Organisierte Kriminalität BKA warnt vor Tschetschenen-Mafia

Banden aus Tschetschenien sind in Deutschland auf dem Vormarsch - zu dieser Einschätzung kommt das Bundeskriminalamt in einer vertraulichen Analyse. Ermittler besorgt die hohe Gewaltbereitschaft der Männer.
Mordanschlag in Berlin 2016

Mordanschlag in Berlin 2016

Foto: Paul Zinken/ dpa

Ein muskulöser Arm hält eine Kalaschnikow aus dem Seitenfenster eines schweren Geländewagens. Der Fahrer der Mercedes G-Klasse ist hinter der getönten Frontscheibe nicht zu erkennen, doch die Botschaft des Bildes ist klar: Gewalt ist eine Lösung.

Veröffentlicht wurde das Bild auf der Facebook-Seite der Kampfsportvereinigung "Regime 95", einer von Tschetschenen dominierten Gruppe, die vor allem in Nord- und Ostdeutschland Präsenz zeigt. Die rockerähnliche Bande gilt dem Bundeskriminalamt (BKA) als Beispiel für ein Milieu, das sich seit einiger Zeit in der Unterwelt ausbreitet: "Nordkaukasisch-dominierte OK-Strukturen" - gemeint ist die tschetschenische Mafia.

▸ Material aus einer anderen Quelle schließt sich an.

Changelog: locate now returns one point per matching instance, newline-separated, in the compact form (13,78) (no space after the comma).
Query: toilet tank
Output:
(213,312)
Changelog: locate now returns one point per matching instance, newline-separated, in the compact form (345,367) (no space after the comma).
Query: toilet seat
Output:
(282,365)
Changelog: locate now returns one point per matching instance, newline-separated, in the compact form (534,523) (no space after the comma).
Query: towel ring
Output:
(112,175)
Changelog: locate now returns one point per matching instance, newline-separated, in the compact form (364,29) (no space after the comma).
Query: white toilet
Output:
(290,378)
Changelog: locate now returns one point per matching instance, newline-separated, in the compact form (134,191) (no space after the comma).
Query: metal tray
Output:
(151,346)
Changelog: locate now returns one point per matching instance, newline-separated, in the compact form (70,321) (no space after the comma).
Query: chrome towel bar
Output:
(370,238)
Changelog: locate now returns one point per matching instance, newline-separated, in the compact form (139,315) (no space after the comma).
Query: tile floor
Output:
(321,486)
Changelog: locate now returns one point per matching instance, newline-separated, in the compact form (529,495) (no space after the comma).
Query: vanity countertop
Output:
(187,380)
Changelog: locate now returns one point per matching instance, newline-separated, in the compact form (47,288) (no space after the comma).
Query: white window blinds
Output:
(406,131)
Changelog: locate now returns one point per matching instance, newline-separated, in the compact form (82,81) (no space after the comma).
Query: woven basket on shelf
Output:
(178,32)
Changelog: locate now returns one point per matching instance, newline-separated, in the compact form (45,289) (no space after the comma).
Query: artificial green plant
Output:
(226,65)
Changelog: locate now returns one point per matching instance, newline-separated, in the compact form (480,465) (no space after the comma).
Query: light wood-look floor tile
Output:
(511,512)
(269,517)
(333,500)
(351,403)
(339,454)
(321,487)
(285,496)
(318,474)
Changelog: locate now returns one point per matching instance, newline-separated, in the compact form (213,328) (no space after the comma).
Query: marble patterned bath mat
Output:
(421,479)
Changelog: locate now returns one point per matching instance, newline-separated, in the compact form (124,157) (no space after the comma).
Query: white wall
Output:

Experten der BKA-Abteilung Schwere und Organisierte Kriminalität haben nach SPIEGEL-Informationen ein Jahr lang Erkenntnisse über auffällige Teile der tschetschenischen Community in Deutschland gesammelt. Beteiligt waren neben neun Landeskriminalämtern auch Nachrichtendienste, der Zoll sowie das Bundesamt für Migration und Flüchtlinge (Bamf). Codename der Operation: "Borste".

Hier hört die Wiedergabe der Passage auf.